Government sources said that no decisions have been made yet and the timing is yet to be confirmed.
It comes after Ofgem chief executive Jonathan Brearley told MPs the regulator is expecting the energy price cap to increase by a further £830 to £2,800 in October.
He said this was due to the market coping with “once-in-a-generation” price changes “not seen since the oil crisis of the 1970s”.
Reports have stated a new windfall tax on energy firms would be used to help those who are struggling – an option previously suggested by Labour and some senior Tories.
The Times said other measures which could be introduced include increases in the warm homes discount, winter fuel allowance and a cut in council tax, while a VAT cut is said to be being mooted.
The announcement is also reported to be going ahead as a way to take some of the heat off the Government following the publication of Ms Gray’s full report into partygate, which is expected on Wednesday.
It comes as Conservative MP Tom Tugendhat told LBC’s Andrew Marr that it is “very difficult to have any confidence in the Government” as new details emerge over Partygate.
But a Downing Street spokesman told the BBC he would “refute any suggestion” an announcement would be timed to distract from the report.
Last week, Mr Sunak gave a speech at the CBI annual dinner, where he said there is a “collective responsibility to help the most vulnerable in our society”.
Former Cabinet minister Robert Jenrick predicted an “intervention of some significance” from the Government within a fortnight.
He told LBC: “There’s reason for the Chancellor to act swiftly. He’s now armed with a guide from Ofgem as to where they’re likely to end up at the end of the summer.
“There’s reason to instil some confidence by setting out a clear plan now.
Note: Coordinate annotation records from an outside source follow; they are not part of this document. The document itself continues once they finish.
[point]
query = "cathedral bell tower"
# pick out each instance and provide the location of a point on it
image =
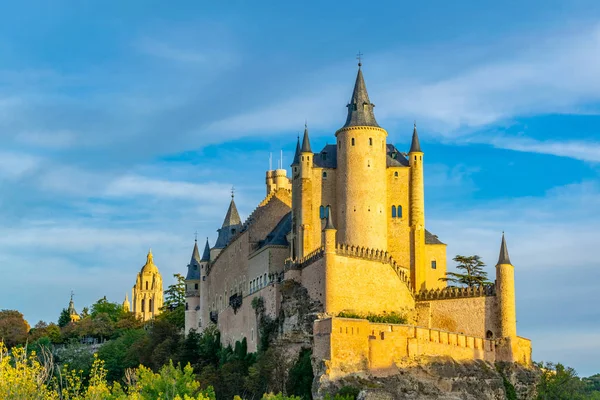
(361, 178)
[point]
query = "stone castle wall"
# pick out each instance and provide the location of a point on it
(349, 346)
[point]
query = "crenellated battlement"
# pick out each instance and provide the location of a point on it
(289, 264)
(456, 292)
(366, 253)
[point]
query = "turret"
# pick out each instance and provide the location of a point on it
(417, 213)
(505, 292)
(361, 174)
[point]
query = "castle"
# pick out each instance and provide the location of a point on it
(348, 227)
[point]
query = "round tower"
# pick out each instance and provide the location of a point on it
(361, 177)
(505, 293)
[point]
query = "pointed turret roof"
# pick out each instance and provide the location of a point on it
(306, 141)
(503, 258)
(360, 108)
(415, 146)
(232, 217)
(297, 153)
(206, 254)
(329, 223)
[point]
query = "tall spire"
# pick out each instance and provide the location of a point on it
(297, 154)
(503, 258)
(415, 146)
(232, 217)
(360, 108)
(306, 141)
(206, 254)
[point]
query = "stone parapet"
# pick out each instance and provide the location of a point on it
(456, 292)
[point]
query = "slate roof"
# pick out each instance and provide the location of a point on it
(194, 265)
(503, 258)
(430, 238)
(232, 225)
(360, 108)
(415, 145)
(278, 235)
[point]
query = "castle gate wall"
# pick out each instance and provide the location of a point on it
(473, 316)
(366, 286)
(355, 345)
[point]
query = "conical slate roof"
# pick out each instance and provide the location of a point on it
(503, 258)
(232, 217)
(306, 141)
(206, 254)
(297, 154)
(360, 108)
(415, 146)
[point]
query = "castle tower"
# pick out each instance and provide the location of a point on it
(232, 225)
(126, 305)
(417, 214)
(505, 291)
(361, 178)
(74, 317)
(329, 245)
(193, 287)
(302, 168)
(147, 293)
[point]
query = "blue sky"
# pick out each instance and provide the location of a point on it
(125, 124)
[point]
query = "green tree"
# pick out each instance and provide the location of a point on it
(560, 383)
(13, 328)
(173, 308)
(472, 273)
(64, 318)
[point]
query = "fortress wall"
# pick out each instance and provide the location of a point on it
(398, 228)
(366, 286)
(435, 252)
(236, 326)
(313, 279)
(356, 345)
(471, 316)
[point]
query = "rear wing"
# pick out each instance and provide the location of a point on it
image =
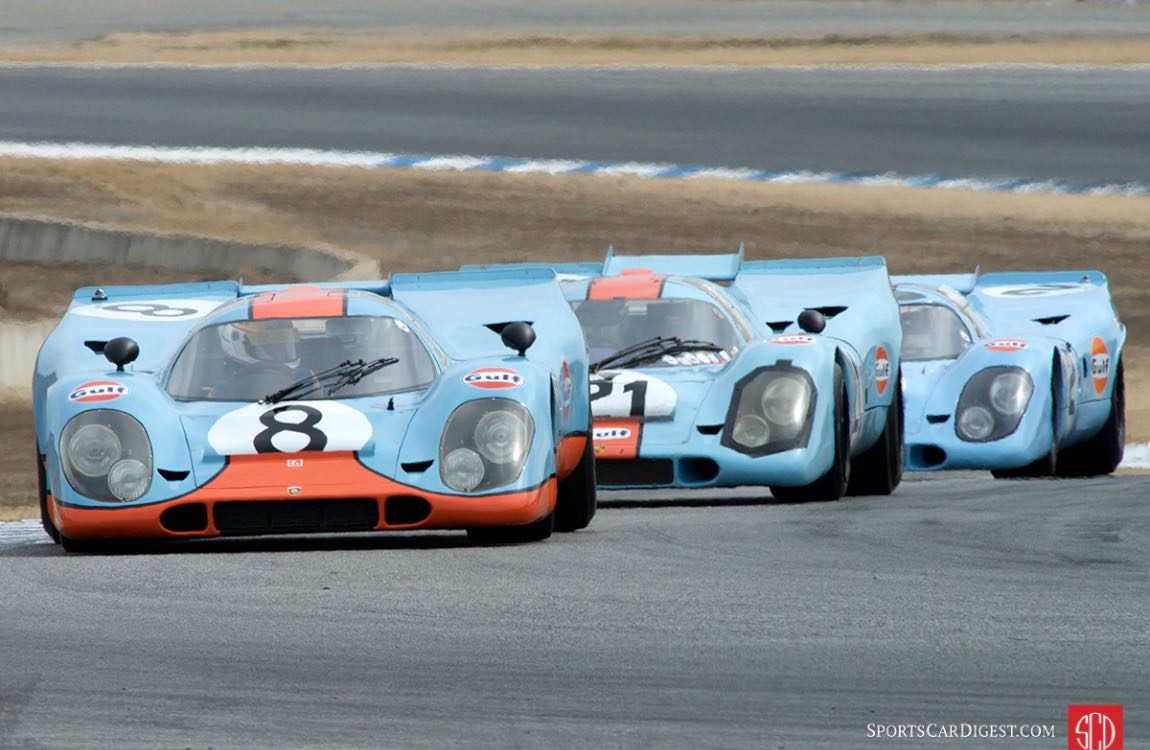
(467, 310)
(853, 293)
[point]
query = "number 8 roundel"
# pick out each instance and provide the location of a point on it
(290, 428)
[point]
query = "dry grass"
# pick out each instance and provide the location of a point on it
(335, 47)
(416, 220)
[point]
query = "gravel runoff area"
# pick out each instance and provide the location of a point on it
(331, 47)
(414, 221)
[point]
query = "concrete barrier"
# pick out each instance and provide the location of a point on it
(54, 243)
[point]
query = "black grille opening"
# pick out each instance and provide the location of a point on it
(698, 469)
(296, 517)
(643, 471)
(405, 511)
(192, 517)
(928, 456)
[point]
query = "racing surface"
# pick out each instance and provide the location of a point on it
(61, 20)
(1076, 125)
(741, 624)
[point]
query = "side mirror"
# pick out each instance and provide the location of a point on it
(812, 321)
(121, 351)
(518, 336)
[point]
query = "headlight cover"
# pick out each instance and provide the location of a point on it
(993, 404)
(484, 444)
(106, 456)
(771, 411)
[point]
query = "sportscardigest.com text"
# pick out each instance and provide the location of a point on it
(963, 731)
That’s what the Chancellor has been mulling over.
A Government spokesperson said: “We understand that people are struggling with rising prices, and while we can’t shield everyone from the global challenges we face, we’re supporting British families to navigate the months ahead with a £22 billion package of support.
“That includes saving the typical employee over £330 a year through a tax cut in July, allowing people on Universal Credit to keep more of the money they earn – benefiting over a million families by around £1,000 a year, and providing millions of households with up to £350 each to help with rising energy bills.
“The Chancellor has been clear that as the situation evolves, our response will evolve – and we stand ready to do more.”
Adam Scorer, chief executive of National Energy Action, said the rise in price cap will “plunge households into deep, deep crisis”.
He said the announcement will “strike terror into the hearts of millions of people already unable to heat and power their homes”.
“The financial, social and health impacts are unthinkable,” he said.
“The UK Government simply must act and use the welfare system and schemes such as Warm Homes Discount to get significant financial support to people before winter.
“The ambition should be to find ways of covering the entire price increase for people on the lowest incomes.”
A new survey conducted in Scotland revealed a quarter of people are losing sleep over money worries.
The survey, Understanding Scotland, interviewed more than 2,000 adults about their finances and a total of 23% of respondents said they cannot sleep at night due to anxiety over the cost-of-living crisis.
This figure rises to three in 10 people in the most deprived areas of the country.
Three in five of those who took part said they are having to forgo heating, with more than a fifth having to skip or cut down on meals, the study said.
The survey also found 62% of those interviewed feel worse off than last year, and 59% think their finances will deteriorate.